North Sea investment sustained but inflation and exploration slowdown raise concernsNews // July 28, 2006
Total investment in UK offshore oil and gas exploration, new field development and operations continued its year on year upward trend in 2005, rising 15 per cent to £9.7 billion, the largest of any British industrial sector, according to a report by the UK Offshore Operators Association (UKOOA), the representative organisation for UK oil and gas producers.
The UKOOA Economic Report 2006, titled "Energy Now and for the Future", claims that sustained investment in the UK continental shelf (UKCS) could ensure that the UK oil and gas industry still meets 60 percent of the UKs hydrocarbon needs in 2020, providing a solid foundation for UK security of energy supply.
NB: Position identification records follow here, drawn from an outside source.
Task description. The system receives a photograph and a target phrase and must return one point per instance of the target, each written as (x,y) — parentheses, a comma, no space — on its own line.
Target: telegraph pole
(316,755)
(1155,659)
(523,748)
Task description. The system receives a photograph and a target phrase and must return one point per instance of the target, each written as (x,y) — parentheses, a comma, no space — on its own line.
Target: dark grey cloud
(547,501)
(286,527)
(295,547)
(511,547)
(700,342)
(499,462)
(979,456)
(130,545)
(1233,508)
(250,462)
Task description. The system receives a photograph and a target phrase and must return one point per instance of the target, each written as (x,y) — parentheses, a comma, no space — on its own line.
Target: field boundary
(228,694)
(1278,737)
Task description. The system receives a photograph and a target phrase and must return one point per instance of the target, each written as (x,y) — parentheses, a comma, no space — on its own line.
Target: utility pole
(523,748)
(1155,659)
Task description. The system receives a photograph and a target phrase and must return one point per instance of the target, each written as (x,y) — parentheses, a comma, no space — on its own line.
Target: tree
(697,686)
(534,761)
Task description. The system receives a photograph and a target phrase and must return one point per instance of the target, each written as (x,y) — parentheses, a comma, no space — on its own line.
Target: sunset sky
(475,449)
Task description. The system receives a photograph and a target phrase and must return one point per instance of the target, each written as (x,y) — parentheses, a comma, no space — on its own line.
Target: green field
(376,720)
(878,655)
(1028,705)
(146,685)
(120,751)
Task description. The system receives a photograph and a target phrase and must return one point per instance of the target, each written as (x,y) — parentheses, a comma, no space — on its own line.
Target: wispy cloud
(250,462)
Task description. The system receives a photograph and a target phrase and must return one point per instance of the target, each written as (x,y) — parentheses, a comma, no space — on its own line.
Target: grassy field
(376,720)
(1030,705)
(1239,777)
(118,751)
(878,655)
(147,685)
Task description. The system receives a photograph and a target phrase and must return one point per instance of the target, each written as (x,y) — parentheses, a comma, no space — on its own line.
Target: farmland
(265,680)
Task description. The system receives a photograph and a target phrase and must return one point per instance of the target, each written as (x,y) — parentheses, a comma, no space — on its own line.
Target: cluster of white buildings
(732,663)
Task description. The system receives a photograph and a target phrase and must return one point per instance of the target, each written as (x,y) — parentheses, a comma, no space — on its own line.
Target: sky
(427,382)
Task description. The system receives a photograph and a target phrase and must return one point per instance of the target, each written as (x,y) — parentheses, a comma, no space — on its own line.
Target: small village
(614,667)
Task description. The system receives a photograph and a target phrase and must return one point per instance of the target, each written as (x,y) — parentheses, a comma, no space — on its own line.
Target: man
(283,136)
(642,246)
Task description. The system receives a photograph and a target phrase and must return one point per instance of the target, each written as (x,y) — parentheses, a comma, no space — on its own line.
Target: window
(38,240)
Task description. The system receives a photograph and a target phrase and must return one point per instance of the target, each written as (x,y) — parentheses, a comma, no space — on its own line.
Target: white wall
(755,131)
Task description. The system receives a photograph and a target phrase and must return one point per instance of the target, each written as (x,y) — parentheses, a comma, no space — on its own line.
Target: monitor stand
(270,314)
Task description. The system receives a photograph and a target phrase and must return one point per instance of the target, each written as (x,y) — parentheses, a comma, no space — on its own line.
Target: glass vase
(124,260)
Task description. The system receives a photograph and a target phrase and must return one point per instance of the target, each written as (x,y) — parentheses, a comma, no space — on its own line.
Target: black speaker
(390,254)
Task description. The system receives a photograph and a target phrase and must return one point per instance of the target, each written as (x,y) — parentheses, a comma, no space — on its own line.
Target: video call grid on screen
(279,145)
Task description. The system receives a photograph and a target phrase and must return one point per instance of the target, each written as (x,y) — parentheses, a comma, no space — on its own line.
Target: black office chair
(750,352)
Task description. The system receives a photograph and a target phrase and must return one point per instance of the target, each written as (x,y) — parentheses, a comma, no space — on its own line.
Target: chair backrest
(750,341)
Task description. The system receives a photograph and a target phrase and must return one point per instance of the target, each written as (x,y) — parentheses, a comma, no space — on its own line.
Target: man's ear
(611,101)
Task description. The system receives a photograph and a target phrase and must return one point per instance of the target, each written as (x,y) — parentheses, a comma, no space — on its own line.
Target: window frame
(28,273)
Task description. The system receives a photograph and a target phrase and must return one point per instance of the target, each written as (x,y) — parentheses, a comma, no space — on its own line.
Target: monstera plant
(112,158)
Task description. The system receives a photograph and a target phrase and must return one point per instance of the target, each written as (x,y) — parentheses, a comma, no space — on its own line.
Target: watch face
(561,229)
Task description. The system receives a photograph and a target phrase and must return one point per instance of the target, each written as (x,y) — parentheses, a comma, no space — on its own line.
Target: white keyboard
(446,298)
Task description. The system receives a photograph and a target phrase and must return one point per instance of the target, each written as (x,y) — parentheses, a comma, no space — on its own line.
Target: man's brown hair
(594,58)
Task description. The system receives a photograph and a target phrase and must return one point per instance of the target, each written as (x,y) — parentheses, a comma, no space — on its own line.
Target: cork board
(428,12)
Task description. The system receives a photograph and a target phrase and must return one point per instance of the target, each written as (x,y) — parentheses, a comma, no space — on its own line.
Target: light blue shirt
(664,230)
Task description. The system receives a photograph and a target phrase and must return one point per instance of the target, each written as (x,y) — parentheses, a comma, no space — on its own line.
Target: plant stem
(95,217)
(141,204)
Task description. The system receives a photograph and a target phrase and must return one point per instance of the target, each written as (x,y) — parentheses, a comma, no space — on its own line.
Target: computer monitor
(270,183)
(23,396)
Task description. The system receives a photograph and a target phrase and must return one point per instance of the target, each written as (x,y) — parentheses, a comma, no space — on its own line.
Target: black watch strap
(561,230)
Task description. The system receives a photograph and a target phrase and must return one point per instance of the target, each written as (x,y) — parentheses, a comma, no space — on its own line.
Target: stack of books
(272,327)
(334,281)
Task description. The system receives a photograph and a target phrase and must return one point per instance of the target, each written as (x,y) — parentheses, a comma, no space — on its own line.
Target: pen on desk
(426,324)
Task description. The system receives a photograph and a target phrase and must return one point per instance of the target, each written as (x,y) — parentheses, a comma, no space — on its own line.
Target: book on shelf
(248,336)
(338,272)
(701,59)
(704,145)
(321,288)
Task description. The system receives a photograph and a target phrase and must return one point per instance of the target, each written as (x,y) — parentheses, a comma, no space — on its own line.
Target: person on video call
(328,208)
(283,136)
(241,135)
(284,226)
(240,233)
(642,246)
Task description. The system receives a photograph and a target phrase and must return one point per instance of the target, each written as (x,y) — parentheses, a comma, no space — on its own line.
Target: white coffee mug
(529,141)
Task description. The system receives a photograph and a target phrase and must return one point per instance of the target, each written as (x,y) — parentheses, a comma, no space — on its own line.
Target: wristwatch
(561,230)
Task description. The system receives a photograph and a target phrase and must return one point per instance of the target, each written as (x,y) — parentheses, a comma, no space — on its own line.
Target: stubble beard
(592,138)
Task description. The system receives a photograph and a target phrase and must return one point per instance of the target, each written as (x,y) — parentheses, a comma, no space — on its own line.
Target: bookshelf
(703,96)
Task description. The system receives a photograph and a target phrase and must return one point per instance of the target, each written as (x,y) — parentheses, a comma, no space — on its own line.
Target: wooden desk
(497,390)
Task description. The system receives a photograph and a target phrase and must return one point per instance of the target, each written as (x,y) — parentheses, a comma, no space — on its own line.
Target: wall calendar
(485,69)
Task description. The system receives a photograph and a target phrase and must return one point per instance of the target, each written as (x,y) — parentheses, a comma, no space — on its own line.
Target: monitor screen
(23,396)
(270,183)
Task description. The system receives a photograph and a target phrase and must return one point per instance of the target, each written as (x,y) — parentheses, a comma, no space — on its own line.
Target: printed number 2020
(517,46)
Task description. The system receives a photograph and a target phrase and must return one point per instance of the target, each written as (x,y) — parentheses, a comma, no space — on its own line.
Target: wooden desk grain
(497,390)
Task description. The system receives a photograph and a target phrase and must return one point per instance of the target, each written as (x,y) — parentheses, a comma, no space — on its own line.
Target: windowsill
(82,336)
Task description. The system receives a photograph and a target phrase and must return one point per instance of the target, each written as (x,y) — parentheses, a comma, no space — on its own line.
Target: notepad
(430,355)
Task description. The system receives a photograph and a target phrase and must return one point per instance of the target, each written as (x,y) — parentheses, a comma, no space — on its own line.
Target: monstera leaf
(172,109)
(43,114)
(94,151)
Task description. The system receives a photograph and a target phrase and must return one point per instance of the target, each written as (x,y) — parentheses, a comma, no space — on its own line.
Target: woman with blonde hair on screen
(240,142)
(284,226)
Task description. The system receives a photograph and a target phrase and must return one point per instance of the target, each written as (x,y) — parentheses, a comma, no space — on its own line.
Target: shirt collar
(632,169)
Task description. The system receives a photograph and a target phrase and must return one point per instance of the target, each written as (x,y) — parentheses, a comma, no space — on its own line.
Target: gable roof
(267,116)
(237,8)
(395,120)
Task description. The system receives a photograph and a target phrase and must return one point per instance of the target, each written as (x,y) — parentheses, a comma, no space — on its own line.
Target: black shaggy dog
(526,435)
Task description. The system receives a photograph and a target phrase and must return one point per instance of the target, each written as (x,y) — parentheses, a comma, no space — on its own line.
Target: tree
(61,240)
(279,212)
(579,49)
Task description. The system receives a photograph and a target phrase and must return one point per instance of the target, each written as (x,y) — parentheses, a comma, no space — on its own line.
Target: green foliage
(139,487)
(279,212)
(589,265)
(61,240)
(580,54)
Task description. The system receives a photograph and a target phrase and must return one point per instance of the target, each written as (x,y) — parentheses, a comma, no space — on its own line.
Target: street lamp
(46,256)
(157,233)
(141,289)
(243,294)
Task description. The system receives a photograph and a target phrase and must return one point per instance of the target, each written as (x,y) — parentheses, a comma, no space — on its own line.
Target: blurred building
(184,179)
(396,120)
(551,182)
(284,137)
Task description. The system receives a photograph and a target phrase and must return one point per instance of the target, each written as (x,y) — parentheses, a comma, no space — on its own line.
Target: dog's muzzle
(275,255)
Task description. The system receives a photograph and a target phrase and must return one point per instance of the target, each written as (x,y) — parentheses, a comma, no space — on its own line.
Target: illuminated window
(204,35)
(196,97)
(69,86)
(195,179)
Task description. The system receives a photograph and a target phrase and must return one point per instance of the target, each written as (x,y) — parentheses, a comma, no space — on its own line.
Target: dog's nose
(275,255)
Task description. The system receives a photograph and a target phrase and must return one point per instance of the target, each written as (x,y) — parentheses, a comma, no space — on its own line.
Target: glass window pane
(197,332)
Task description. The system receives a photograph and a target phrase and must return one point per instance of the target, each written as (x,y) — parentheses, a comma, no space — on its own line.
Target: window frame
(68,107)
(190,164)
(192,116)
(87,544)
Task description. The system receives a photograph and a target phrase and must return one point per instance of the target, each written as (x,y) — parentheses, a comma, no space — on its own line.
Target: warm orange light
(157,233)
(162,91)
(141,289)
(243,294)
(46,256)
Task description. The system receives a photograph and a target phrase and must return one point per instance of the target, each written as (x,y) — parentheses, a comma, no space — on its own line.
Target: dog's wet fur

The UK produced 3.2 million barrels of oil equivalent (boe) per day last year. Up to an estimated 27 billion barrels of oil and gas remain to be recovered. The industry, currently the 12th largest oil and gas producer in the world, supports around 380,000 jobs, nearly a quarter (100,000) of these in Scotland. It contributed nearly £10 billion in direct taxation to the UK Exchequer in 2005 and is on track to pay over £12 billion in 2006.
Operating costs per barrel have increased, in the last two years by as much as 20 percent and last year totalled £4.7 billion. Coupled with constraints on resources, in particular drilling rigs and skilled personnel where some costs are rising at alarming rates, this threatens to undermine the UK's competitiveness and therefore the ability of the industry to find and extract new oil and gas reserves in the increasingly mature basin, where discoveries are becoming smaller and technically more complex.
The current surge in drilling masks a potentially worrying shift away from exploration and appraisal. The total number of wells drilled in 2005 rose by 30 percent to around 300, and is forecast to rise again in 2006 to 320 wells. Despite this, exploration and appraisal (E&A) drilling has fallen back markedly since January and could drop by 25-30 percent over the course of the year to around 60 wells in total.
"In the current price climate and with constraints on resources, it would appear that companies are understandably taking decisions to switch rigs into development or production work, rather than exploration which carries higher risk," says UKOOA chief executive Malcolm Webb. "This could be a worrying trend, given that we now need to increase exploration activity in order to find and develop the new oil and gas reserves necessary to sustain the medium and longer term future of the basin."
"The Government's Energy Review Report published on July 11 highlights the massive private investment in different forms of energy and energy infrastructure that will be needed to meet future demand. However, the Government must create the right business environment that promotes investment and encourages private capital to be risked. The third major tax hike in three years demonstrated fiscal instability and did nothing to encourage exploration of the UK continental shelf (UKCS).
"We were pleased to hear the Government state its commitment to maximising the recovery of UK oil and gas in the Report but recognition that our natural resources are fundamental to UK security of energy supply is not enough. It is now clear that the UKCS needs to improve its competitive position in order to attract the rigs and other resources necessary to maximise production in the second half of the life of the North Sea.
"We need to have a common understanding across all government departments, particularly including the Treasury, of what it takes to compete as a high-cost, high-risk mature basin for global investment funds. It is incumbent upon us all to ensure that such an understanding is achieved and UKOOA is committed to playing a constructive part in the dialogue."